Además de su valor cultural, el alga cumple una función ecológica crucial: “Hemos localizado más de 200 especies de microinvertebrados que viven en estos lugares, ejemplares espectaculares”, entre las que se incluyen algunas especies nuevas para Canarias que viven exclusivamente en estos sitios. Estas especies actúan como edificios en los que habitan estos pequeños invertebrados, por lo que, señala el investigador, su pérdida supondría romper la cadena trófica y afectaría a la actividad pesquera y a la biodiversidad marina de distintas zonas de Canarias.

La evolución de las especies objeto del proyecto que ahora se inicia ha sido analizada durante los últimos años por estos especialistas. Un estudio realizado por investigadores de los grupos de investigación Ecología de Comunidades Marinas y Conservación y Botánica Marina de la Universidad de La Laguna, publicado en la revista Regional Environmental Change, confirmó que más del 90% de las poblaciones de Gelidium canariense ha desparecido de la costa norte de Tenerife durante los último años. La investigación comparó datos históricos de 1987 con registros de 2008 y 2019 y mostró que la disminución de esta especie se correlaciona directamente con el aumento de la temperatura superficial del mar y del aire y la radiación ultravioleta.
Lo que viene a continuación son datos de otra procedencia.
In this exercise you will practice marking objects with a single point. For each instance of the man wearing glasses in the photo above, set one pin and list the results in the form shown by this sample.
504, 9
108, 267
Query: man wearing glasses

A su vez, la publicación reveló que las áreas donde antes predominaba la especie Gelidium canariense, ahora se encuentran afectadas por la proliferación de Pterocladiella capillacea, una especie de distribución global y más resistente a las nuevas condiciones climáticas. Los investigadores comprobaron además que la cobertura de Gelidium arbuscula también ha disminuido significativamente, mientras que la comunidad dominada por la endémica Gelidium canariense se ha fragmentado, afectando a toda la estructura trófica que depende de ella.

El Proyecto GELIROCK combinará diversas herramientas científicas, como mapas climáticos, datos satelitales y boyas oceanográficas para abordar esta crisis y evaluar las condiciones que favorecen la supervivencia de estas algas. Además, mediante técnicas novedosas de genética de poblaciones, los investigadores estudiarán la diversidad genética de Gelidium canariense y la conectividad entre poblaciones, identificando así las áreas más importantes para su conservación.

Hernández compara la desaparición de estas algas con lo que sucede en la selva amazónica: “No solo estamos perdiendo uno de los pulmones del planeta, están desapareciendo especies que ni siquiera hemos llegado a descubrir, y eso está ocurriendo en Canarias debajo del agua”, advierte.

El proyecto persigue además identificar posibles refugios climáticos analizando las condiciones ambientales históricas en las zonas donde aún sobreviven estas comunidades. De esta manera, se podrá entender cómo han evolucionado en relación a variables vinculadas al cambio climático como el aumento de la temperatura o la radiación ultravioleta.